This flume is relatively long and deep flume because it was designed for understanding how coarse sand and gravel sediment transport occurs under a shear stress applied from moving water. The uniqueness of the facility relative to others available in the world is that we are able to track sediment transport from underneath the bed of the flume, which allows the measurements to be made during the experiments, giving us potentially much greater understanding of the temporal and spatial details of this complex process. The higher depth of the facility allows for good characterization of the flow boundary layer.
- 18.3 m long x 1.2 m wide x 0.60 m deep;
- Slope is adjustable from 2% to -0.5%;
- Gravel sized sediment tracking from a custom-built Radio Frequency Identification (RFID) carriage that moves back and forth underneath the bed of the flume to non-intrusively locate sediment particle tracers during an experiment (Hufnagel and MacVicar, 2018, JHE). To ensure that particles can be reliably detected and precisely located, Wobblestones were designed and constructed to hold the RFID transponders in a vertical orientation (perpendicular to the bed) in tracers that roll and saltate along the channel bed (Papangelakis et al 2019, JHE); and
- Flow measurement using a Vectrino Profiler able to measure three orthagonal velocity components at 100 Hz in a series of bins as small as 1 mm in thickness over a total sampling volume of 35 mm.
The facility has been used for a wide range of experiments including floating or submerged structures such as boats and piers, hydraulic structures such as gates, weirs, stilling basins, fish ladders, and channel pools, and modelling of sediment transport in rivers and around hydraulic structures.

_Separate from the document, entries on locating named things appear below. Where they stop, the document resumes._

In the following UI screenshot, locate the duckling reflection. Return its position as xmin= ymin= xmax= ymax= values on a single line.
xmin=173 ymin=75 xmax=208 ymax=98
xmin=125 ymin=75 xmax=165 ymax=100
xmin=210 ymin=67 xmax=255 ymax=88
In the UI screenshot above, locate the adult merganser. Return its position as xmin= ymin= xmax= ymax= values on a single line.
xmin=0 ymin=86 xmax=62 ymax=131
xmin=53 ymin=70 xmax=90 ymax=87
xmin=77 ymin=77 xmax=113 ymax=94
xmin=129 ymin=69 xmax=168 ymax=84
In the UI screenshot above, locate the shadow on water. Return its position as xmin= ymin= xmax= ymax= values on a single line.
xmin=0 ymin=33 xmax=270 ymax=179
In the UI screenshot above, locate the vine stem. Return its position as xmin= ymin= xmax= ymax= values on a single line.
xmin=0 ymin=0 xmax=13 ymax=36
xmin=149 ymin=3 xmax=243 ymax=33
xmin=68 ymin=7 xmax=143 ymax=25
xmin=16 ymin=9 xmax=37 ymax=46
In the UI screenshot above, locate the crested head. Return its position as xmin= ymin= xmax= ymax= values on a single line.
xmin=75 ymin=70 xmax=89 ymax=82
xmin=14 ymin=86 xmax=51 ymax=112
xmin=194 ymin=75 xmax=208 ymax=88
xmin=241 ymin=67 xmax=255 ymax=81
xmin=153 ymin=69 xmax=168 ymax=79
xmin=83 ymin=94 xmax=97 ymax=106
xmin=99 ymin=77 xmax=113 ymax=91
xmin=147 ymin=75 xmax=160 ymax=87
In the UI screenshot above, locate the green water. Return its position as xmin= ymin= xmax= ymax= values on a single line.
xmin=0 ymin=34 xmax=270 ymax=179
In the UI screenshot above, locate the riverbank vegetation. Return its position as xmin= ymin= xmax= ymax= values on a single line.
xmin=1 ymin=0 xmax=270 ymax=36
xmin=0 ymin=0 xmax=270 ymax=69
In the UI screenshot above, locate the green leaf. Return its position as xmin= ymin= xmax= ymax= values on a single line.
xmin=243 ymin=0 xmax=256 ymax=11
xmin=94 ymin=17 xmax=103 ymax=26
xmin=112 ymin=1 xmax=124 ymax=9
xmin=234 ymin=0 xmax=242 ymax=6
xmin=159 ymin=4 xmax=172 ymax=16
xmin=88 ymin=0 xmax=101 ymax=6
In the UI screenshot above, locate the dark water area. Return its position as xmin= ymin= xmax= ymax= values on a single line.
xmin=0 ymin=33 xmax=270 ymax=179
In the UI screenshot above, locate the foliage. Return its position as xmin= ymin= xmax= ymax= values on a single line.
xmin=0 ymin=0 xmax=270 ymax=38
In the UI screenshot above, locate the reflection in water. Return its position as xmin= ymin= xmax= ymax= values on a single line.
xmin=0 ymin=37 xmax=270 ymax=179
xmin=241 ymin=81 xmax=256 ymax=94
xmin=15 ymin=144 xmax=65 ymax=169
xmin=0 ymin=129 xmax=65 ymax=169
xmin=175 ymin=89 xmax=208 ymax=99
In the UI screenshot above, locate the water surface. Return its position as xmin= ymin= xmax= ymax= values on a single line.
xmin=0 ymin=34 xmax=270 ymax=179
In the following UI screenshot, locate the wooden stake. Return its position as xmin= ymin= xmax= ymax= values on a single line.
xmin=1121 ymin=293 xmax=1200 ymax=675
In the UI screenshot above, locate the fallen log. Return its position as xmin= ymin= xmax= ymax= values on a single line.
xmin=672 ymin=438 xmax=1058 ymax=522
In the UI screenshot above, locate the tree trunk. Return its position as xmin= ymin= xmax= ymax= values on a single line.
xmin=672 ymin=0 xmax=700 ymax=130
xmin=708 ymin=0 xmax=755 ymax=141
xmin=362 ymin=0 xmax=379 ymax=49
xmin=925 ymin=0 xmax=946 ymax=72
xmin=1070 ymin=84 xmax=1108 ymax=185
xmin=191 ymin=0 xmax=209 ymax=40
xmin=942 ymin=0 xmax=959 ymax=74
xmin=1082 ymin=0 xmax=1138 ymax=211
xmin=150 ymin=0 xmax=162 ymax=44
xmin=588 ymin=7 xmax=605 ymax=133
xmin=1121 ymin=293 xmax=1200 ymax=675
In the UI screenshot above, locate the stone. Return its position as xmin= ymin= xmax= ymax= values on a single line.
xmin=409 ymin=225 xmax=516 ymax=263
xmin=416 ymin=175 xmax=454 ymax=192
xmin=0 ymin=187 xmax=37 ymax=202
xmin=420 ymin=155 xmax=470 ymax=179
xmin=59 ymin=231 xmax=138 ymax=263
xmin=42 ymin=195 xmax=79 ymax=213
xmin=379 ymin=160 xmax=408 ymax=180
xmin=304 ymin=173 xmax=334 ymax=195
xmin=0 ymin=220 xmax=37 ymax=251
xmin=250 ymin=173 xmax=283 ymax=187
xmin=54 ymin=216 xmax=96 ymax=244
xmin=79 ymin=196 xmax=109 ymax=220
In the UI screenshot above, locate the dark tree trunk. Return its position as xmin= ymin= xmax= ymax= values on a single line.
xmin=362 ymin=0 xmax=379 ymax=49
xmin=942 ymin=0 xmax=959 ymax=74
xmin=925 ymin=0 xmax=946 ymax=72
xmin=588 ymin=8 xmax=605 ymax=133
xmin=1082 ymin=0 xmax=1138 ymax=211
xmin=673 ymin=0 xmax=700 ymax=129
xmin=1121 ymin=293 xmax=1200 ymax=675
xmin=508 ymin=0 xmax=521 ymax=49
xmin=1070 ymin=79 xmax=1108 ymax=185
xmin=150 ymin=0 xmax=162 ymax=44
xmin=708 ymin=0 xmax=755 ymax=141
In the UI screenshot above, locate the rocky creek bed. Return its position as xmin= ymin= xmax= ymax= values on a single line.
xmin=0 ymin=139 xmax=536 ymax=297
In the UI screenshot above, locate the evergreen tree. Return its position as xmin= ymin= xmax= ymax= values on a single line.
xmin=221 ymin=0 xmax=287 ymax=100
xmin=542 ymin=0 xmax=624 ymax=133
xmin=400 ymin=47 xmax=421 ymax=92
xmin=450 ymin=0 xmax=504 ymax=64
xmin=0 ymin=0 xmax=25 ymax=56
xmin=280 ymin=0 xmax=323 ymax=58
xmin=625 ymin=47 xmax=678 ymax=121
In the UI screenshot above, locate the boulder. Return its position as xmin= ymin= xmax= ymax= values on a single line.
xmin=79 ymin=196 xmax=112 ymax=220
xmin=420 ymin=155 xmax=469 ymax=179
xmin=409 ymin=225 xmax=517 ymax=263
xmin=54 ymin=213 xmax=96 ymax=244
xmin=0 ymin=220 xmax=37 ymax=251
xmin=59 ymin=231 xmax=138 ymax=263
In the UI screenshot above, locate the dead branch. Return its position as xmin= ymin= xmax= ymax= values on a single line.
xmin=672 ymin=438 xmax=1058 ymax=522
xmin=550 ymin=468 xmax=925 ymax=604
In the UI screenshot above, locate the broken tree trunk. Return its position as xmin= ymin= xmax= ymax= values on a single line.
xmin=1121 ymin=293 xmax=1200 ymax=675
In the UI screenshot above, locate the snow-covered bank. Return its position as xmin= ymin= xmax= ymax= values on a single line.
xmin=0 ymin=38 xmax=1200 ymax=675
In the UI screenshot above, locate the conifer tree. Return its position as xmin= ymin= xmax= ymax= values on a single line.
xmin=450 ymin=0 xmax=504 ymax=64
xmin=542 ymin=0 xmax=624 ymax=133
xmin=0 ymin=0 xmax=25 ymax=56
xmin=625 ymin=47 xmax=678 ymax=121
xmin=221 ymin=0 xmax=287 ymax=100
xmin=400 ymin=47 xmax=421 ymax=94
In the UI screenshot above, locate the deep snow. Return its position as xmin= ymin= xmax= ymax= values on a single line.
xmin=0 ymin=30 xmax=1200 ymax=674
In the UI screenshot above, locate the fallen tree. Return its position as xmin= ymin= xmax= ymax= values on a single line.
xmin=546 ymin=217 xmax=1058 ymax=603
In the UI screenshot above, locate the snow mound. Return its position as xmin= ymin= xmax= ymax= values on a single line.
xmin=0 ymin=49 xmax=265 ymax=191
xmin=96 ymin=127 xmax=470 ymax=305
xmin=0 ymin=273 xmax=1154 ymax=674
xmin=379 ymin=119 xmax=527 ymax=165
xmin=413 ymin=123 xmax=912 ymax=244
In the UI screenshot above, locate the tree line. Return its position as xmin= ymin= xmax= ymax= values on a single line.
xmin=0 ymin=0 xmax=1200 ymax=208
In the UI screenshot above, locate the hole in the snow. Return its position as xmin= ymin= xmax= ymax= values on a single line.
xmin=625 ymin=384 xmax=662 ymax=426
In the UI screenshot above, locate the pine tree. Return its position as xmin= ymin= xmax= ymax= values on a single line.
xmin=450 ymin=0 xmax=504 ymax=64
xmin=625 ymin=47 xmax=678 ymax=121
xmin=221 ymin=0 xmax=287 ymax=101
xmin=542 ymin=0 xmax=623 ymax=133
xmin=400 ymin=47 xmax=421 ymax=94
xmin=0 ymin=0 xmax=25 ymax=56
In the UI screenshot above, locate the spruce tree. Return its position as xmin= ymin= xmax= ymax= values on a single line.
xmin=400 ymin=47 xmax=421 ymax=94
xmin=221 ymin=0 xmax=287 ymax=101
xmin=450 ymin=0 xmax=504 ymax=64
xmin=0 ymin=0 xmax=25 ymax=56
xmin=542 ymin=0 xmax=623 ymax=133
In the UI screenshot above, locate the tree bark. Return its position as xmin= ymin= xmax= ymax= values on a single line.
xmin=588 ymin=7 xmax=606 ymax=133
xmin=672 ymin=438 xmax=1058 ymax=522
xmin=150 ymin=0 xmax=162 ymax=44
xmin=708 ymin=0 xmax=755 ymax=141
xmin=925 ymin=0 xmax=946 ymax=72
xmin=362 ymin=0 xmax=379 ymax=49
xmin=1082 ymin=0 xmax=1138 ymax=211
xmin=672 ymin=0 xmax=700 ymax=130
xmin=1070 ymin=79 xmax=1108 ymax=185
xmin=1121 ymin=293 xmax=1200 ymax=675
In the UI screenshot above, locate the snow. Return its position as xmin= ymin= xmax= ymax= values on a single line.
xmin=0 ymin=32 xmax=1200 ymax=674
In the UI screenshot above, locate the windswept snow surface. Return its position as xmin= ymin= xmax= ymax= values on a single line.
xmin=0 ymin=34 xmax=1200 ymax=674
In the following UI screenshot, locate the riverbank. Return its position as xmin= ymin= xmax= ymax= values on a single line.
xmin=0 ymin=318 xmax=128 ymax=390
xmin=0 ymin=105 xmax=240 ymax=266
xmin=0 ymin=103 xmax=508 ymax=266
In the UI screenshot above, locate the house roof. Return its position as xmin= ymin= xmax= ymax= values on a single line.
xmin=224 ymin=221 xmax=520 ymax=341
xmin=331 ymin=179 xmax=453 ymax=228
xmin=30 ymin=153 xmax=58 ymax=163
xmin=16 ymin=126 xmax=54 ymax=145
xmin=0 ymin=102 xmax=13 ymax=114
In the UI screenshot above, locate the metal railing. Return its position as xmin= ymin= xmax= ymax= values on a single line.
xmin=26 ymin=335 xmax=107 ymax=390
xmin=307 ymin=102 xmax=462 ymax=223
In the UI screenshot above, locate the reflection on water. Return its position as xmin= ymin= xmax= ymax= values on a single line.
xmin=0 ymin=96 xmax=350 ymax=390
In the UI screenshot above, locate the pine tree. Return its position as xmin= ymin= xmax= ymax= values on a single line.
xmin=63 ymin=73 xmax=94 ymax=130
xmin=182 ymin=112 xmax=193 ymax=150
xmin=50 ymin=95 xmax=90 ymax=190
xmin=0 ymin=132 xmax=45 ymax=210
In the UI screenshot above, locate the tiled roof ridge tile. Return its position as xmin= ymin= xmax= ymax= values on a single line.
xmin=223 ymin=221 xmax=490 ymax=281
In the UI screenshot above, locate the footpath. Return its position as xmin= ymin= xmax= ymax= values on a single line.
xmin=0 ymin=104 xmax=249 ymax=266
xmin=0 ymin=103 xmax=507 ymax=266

Currently the channel is being modified to test sediment transport impact plates and expand its sediment feed and measurement capabilities.
This flume is relatively wide and shallow because it was designed for understanding sedimentation processes in a river and its floodplain. It can be used, for example, to understand the dynamics of braided-river bar plains, or the role of floating wood on sediment accumulation and island growth. The uniqueness of this facility is the camera trolley that allows the capture of images that can be used to reconstruct the topography of the sediment bed.
- 13.3 m long x 2.0 m wide x 0.20 m deep;
- Slope is adjustable from 2% to 0%;
- Sand and fine gravel sized sediment can be fed into this river table using a calibrated feeder and then weighed in baskets at the outlet of the flume;
- Topographic change is measured using the Structure from Motion (SfM) technique from two obliquely mounted cameras on a trolley above the flume; and
- Measurement of the water surface velocities is from Large Scale Particle Image Velocimetry (LSPIV) from an obliquely mounted camera at the water surface.
Currently the channel is being upgraded to allow the simulation of flow hydrographs and to track particles using luminescence during the experiments.
Freddy is a computer server that we use for Computational Fluid Dynamics modelling and analysis of large data sets. For example:
- ANSYS Fluent - a commercial software used to perform Large Eddy Simulation (LES) on simplified geometries of pools and riffles to visualize and understand turbulent flow structures;
- MITT - a processing and visualization tool we developed for high-frequency turbulent flow time series;
- SPIN - a stream power indexing tool for stream networks we developed to understand how urbanization may impact stream stability;
- Agisoft Photoscan - a commercial software used to process large numbers of images and turn them into orthophotos and digital elevation models that can be analysed to understand sedimentation processes in the field and lab; and
- PC-SWMM - a commercial software that works as a GIS based interface for working with the US Environmental Protection Agency's stormwater management tool.